Iowa Cold Cases is also asking for any information about events occurring the night Kim died, such as her presence at one or more local bars, her presence that evening at a trailer in the Walcott Mobile Home Park, her ride with Jeff Daily and/or other individual(s), and any other details you feel may be relevant or connected to her death.
If you have any details or knowledge you think might help solve this case, we urge you to contact Iowa DCI Special Agent in Charge Mike Motsinger at (515) 725-6010.
Kimberly R. Loose was born July 17, 1970, the daughter of Larry and Rose Loose. She resided in Blue Grass, Iowa, with her parents and eight siblings.
She died Friday, September 26, 1986, in Walcott, Iowa, from a broken neck and other serious injuries sustained at the Walcott Motor Home Park along Highway 6.
Kim was a junior at Davenport West High School, and would have graduated in 1988. She’d hoped to further her education and become a psychologist.
Memorial services were held at 2:30 p.m.
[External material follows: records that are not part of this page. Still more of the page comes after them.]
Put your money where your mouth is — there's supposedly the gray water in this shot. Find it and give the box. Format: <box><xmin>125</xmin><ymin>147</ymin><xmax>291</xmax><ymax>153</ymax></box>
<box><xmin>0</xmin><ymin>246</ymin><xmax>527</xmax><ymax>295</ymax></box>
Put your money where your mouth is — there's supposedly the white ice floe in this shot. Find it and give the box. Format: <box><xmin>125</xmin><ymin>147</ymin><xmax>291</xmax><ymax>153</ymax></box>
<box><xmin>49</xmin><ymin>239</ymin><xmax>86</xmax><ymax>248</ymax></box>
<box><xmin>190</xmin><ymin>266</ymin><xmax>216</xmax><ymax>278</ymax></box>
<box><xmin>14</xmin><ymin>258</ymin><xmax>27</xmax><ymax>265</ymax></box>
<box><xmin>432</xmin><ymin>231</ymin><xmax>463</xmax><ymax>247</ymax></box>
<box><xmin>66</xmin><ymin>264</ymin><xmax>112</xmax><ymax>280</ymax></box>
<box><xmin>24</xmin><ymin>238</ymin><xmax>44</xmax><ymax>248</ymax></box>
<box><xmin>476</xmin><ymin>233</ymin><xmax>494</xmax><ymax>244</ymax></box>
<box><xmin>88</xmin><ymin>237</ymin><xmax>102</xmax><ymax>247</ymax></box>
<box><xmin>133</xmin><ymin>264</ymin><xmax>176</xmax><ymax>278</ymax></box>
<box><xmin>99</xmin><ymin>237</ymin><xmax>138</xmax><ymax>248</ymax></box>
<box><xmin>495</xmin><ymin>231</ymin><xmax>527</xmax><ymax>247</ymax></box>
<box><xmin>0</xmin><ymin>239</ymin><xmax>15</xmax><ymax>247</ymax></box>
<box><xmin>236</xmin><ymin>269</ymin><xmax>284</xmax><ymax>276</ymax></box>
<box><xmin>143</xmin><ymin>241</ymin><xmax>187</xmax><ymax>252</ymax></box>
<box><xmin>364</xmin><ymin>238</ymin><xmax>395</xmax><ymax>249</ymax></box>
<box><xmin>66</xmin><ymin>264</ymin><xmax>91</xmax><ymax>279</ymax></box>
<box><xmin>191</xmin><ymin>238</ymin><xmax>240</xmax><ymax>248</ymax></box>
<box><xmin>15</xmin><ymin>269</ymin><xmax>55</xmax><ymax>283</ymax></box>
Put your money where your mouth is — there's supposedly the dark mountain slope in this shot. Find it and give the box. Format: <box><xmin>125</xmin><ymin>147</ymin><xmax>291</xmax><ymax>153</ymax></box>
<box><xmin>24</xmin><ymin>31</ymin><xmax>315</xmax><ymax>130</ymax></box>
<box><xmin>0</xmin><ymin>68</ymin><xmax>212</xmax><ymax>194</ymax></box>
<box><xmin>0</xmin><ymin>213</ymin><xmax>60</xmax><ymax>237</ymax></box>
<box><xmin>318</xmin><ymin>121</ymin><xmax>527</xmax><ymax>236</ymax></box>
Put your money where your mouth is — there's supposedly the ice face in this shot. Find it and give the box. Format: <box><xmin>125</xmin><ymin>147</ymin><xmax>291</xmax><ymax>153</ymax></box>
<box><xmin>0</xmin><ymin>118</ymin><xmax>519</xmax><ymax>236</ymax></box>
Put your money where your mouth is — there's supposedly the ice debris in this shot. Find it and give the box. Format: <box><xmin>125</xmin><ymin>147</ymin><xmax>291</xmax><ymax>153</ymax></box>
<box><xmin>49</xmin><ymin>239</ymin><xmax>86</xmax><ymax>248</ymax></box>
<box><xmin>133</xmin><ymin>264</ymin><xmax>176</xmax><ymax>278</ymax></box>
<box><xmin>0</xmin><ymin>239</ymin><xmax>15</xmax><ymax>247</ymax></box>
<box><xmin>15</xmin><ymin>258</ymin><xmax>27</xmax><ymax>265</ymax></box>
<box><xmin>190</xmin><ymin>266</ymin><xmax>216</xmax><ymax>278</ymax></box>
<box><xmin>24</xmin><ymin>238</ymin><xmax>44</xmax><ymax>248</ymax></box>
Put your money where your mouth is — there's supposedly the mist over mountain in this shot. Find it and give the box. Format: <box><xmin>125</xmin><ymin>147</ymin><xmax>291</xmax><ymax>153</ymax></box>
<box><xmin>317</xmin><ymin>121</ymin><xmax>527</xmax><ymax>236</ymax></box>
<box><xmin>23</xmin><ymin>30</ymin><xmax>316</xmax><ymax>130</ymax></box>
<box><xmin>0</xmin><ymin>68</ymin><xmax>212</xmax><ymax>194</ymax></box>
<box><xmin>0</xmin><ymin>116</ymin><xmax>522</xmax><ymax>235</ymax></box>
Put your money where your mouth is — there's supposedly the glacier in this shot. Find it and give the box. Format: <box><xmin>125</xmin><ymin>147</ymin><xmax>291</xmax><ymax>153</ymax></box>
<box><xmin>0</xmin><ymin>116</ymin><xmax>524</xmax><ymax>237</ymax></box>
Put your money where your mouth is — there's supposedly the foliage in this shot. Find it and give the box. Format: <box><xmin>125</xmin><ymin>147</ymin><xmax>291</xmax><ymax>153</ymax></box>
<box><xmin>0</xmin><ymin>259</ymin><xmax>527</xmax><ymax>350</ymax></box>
Wednesday, Oct. 1, 1986, at Runge Mortuary.
Visitation was from 3 to 9 p.m. Tuesday, and 9 a.m. to service time on Wednesday.
Kim was laid to rest in Davenport’s Memorial Park Cemetery.
Survivors included her parents, Larry and Rose Loose of Blue Grass; sisters, Lorrie, Julie, Tammie and Terrie; and brothers, Larry III, Steven, Michael and Todd, all at home; and grandparents, Mr. and Mrs. Elmer Haskell, Milton, Iowa; and Mr. and Mrs. Walter Stoudt, Davenport.
She was preceded in death by one brother, Larry Jr., who died as an infant.